[R] FW: Selecting undefined column of a data frame (was [BioC] read.phenoData vs read.AnnotatedDataFrame)

Steven McKinney smckinney at bccrc.ca
Fri Aug 3 23:50:05 CEST 2007


> What would break is that three methods for doing the same thing would
> give different answers.
> 
> Please do have the courtesy to actually read the detailed explanation you
> are given.

Sorry Prof.
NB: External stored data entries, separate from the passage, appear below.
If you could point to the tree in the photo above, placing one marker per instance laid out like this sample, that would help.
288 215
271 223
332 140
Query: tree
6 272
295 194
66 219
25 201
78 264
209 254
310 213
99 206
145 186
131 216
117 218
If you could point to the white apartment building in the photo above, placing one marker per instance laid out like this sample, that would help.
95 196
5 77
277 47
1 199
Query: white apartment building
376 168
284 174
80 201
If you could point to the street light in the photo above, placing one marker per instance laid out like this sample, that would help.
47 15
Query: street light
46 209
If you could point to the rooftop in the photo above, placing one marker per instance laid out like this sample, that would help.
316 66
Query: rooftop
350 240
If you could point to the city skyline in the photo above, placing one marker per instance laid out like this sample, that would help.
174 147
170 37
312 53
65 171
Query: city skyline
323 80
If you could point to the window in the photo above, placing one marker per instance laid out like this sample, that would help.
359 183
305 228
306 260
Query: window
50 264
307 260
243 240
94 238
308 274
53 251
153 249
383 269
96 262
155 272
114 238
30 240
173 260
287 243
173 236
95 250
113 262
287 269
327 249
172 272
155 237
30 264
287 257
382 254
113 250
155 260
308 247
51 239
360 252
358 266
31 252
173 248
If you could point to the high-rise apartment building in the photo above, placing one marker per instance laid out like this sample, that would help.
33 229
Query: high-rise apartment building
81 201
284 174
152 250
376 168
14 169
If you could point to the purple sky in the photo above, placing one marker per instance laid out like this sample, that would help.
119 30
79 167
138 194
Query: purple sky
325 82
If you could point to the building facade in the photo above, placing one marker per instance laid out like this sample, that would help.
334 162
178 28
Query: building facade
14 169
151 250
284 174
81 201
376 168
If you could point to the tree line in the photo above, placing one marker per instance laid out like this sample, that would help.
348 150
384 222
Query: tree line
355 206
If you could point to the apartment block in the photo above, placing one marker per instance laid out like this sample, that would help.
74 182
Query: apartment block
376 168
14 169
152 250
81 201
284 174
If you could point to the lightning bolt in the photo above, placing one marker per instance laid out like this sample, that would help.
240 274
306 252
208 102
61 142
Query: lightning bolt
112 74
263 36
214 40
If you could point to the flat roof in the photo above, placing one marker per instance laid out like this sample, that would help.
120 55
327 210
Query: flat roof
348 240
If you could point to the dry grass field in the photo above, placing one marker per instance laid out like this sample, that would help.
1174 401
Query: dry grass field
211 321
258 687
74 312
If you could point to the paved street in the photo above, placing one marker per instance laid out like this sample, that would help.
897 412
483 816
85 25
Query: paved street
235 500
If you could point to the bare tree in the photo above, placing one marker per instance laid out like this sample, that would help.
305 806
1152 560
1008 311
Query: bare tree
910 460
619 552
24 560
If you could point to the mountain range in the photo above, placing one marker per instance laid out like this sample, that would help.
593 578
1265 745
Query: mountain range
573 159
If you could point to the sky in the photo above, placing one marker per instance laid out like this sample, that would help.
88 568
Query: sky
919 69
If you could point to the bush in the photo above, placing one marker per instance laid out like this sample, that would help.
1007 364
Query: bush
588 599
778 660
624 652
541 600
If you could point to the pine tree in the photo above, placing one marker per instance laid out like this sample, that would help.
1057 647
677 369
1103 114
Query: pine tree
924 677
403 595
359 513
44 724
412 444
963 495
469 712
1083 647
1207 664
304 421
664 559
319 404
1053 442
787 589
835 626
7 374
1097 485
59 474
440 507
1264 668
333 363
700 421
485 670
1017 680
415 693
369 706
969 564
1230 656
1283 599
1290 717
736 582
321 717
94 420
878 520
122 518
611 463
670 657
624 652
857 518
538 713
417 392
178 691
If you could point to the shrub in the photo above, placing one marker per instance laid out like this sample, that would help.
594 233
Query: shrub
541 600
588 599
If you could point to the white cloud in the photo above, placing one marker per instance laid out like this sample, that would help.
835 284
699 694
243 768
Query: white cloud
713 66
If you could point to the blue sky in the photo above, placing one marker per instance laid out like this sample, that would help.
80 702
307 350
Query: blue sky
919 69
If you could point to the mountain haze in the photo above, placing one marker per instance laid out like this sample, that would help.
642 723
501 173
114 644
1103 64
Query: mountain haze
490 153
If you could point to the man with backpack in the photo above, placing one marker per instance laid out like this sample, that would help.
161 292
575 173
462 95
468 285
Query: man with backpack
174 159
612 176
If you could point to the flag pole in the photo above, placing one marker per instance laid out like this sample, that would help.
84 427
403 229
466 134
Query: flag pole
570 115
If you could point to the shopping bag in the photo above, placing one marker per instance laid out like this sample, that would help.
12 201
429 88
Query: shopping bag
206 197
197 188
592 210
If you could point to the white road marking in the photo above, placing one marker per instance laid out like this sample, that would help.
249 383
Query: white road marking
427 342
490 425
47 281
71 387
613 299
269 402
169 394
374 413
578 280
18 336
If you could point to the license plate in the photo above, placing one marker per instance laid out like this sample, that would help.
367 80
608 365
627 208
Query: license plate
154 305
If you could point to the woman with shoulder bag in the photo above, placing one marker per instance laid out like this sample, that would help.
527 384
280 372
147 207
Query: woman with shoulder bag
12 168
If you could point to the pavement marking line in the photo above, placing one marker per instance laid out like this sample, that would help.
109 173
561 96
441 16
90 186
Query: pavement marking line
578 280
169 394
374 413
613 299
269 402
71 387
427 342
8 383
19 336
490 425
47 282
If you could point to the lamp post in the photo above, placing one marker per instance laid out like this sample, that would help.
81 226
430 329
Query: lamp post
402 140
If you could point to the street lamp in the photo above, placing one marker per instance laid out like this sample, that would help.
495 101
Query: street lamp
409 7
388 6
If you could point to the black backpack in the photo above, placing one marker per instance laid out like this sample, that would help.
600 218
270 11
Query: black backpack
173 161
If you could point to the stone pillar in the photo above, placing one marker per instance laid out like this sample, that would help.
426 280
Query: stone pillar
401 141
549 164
Ripley, I am attempting to read carefully, as this
issue has deeper coding/debugging implications, and as you
point out, 
  "[.data.frame is one of the most complex functions in R"
so please bear with me.  This change in behaviour has 
taken away a side-effect debugging tool, discussed below.


> 
> 
> On Fri, 3 Aug 2007, Steven McKinney wrote:
> 
> >
> >> -----Original Message-----
> >> From: Prof Brian Ripley [mailto:ripley at stats.ox.ac.uk]
> >> Sent: Fri 8/3/2007 1:05 PM
> >> To: Steven McKinney
> >> Cc: r-help at stat.math.ethz.ch
> >> Subject: Re: [R] FW: Selecting undefined column of a data frame (was [BioC] read.phenoData vs read.AnnotatedDataFrame)
> >>
> >> I've since seen your followup a more detailed explanation may help.
> >> The path through the code for your argument list does not go where you
> >> quoted, and there is a reason for it.
> >
> >
> >> Generally when you extract in R and ask for an non-existent index you get
> >> NA or NULL as the result (and no warning), e.g.
> >>
> >>> y <- list(x=1, y=2)
> >>> y[["z"]]
> >> NULL
> >>
> >> Because data frames 'must' have (column) names, they are a partial
> >> exception and when the result is a data frame you get an error if it would
> >> contain undefined columns.
> >>
> >> But in the case of foo[, "FileName"], the result is a single column and so
> >> will not have a name: there seems no reason to be different from
> >>
> >>> foo[["FileName"]]
> >> NULL
> >>> foo$FileName
> >> NULL
> >>
> >> which similarly select a single column.  At one time they were different
> >> in R, for no documented reason.


This difference provided a side-effect debugging tool, in that where

  > bar <- foo[, "FileName"]

used to throw an error, alerting as to a typo, it now does not.

Having been burned by NULL results due to typos in code lines using
the $ extractor such as
 
  > bar <- foo$FileName

I learned to use
  > bar <- foo[, "FileName"]
to help cut down on typo bugs.  With the ubiquity of
camelCase object names, this is a constant typing bug hazard.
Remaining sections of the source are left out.